Logo Questions Linux Laravel Mysql Ubuntu Git Menu
 

Should I learn/use MapReduce, or some other type of parallelization for this task?

After talking with a friend of mine from Google, I'd like to implement some kind of Job/Worker model for updating my dataset.

This dataset mirrors a 3rd party service's data, so, to do the update, I need to make several remote calls to their API. I think a lot of time will be spent waiting for responses from this 3rd party service. I'd like to speed things up, and make better use of my compute hours, by parallelizing these requests and keeping many of them open at once, as they wait for their individual responses.

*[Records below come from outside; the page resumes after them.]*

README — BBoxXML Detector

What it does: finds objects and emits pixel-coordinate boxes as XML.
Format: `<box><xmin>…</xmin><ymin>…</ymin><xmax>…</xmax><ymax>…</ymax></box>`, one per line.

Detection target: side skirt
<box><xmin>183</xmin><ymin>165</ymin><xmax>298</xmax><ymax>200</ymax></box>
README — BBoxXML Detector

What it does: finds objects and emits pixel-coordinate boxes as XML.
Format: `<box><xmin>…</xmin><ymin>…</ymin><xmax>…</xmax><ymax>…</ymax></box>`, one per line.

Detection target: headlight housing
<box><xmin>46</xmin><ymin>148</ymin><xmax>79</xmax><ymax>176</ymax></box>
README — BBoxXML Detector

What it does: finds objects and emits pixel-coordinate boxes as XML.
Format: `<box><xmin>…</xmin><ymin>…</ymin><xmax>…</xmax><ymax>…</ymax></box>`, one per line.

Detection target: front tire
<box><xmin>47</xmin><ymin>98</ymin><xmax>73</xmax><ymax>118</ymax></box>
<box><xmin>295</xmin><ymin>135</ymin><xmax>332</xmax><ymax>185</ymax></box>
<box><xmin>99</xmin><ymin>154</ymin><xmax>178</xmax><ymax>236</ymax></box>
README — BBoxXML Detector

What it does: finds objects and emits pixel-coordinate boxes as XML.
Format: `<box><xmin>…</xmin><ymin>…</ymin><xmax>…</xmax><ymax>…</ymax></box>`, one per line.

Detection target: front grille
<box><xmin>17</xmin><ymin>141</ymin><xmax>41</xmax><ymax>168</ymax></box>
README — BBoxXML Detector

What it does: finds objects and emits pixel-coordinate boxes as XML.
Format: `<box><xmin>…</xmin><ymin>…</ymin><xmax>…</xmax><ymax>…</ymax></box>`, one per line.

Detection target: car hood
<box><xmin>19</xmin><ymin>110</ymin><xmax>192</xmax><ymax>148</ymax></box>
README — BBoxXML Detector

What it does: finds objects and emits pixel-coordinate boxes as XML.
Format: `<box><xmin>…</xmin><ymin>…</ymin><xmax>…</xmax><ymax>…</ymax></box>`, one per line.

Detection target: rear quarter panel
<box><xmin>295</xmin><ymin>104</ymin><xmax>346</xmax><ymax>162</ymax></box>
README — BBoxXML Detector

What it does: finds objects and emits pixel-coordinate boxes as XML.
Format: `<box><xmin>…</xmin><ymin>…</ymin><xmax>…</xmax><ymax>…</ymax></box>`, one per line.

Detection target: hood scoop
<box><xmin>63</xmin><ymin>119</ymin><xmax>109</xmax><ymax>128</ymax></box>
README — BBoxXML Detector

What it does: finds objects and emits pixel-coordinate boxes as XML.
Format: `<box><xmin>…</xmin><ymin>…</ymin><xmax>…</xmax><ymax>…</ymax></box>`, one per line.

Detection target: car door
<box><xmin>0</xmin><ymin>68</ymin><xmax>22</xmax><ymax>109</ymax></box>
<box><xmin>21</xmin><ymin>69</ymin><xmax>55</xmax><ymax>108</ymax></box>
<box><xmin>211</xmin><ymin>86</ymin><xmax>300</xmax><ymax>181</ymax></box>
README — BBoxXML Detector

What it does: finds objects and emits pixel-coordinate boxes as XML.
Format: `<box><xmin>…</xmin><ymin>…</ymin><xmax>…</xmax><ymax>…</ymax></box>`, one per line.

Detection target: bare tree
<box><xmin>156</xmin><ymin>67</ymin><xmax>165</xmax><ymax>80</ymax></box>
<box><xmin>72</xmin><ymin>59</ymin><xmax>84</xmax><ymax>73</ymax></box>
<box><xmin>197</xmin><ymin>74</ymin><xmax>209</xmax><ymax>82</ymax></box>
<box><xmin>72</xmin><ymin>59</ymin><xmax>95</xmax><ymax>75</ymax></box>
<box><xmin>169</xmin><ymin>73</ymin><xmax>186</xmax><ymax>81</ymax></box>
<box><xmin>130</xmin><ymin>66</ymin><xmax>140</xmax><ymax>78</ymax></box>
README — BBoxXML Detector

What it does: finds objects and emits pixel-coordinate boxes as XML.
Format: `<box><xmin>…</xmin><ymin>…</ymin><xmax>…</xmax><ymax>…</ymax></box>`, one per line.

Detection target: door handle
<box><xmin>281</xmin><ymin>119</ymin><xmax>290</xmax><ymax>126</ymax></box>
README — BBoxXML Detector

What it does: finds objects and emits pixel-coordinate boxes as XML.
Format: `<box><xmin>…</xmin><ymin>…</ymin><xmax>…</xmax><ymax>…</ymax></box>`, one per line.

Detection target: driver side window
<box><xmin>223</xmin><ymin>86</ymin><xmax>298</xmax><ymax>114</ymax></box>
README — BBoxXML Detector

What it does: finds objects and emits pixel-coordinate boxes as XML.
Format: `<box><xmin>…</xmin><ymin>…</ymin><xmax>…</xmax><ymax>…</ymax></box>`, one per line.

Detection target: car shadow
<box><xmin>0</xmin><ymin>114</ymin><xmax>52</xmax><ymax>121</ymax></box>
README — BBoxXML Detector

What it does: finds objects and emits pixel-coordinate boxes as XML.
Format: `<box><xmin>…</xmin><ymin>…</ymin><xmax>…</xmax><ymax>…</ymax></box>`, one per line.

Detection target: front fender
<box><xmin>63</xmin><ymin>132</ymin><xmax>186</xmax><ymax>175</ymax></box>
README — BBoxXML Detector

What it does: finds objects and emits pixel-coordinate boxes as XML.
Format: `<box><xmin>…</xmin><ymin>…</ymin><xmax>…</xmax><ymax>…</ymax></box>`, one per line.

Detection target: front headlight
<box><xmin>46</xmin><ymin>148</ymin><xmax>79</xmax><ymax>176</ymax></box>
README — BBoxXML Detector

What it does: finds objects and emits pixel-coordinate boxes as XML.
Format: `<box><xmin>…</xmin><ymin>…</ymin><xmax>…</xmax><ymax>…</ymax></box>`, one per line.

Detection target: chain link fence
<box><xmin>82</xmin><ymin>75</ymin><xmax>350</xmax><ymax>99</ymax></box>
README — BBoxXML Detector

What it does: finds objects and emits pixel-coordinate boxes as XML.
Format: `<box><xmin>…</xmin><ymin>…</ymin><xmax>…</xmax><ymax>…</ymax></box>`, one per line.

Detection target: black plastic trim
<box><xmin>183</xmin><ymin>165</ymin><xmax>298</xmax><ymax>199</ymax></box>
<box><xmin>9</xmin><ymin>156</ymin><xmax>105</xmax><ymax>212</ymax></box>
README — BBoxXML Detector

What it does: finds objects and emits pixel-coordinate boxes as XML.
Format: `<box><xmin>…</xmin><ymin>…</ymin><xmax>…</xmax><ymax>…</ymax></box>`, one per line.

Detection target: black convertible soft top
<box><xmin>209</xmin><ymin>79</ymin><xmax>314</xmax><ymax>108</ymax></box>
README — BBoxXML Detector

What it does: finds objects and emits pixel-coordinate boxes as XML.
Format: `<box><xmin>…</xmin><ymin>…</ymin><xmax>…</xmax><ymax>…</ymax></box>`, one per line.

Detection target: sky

Before I explain my specific dataset and get into the problem, I'd like to clarify what answers I'm looking for:

  1. Is this a flow that would be well suited to parallelizing with MapReduce?
  2. If yes, would this be cost effective to run on Amazon's mapreduce module, which bills by the hour, and rounds hour's up when the job is complete? (I'm not sure exactly what counts as a "Job", so I don't know exactly how I'll be billed)
  3. If no, Is there another system/pattern I should use? and Is there a library that will help me do this in python (On AWS, usign EC2 + EBS)?
  4. Are there any problems you see with the way I've designed this job flow?

Ok, now onto the details:

The dataset consists of users who have favorite items and who follow other users. The aim is to be able to update each user's queue -- the list of items the user will see when they load the page, based on the favorite items of the users she follows. But, before I can crunch the data and update a user's queue, I need to make sure I have the most up-to-date data, which is where the API calls come in.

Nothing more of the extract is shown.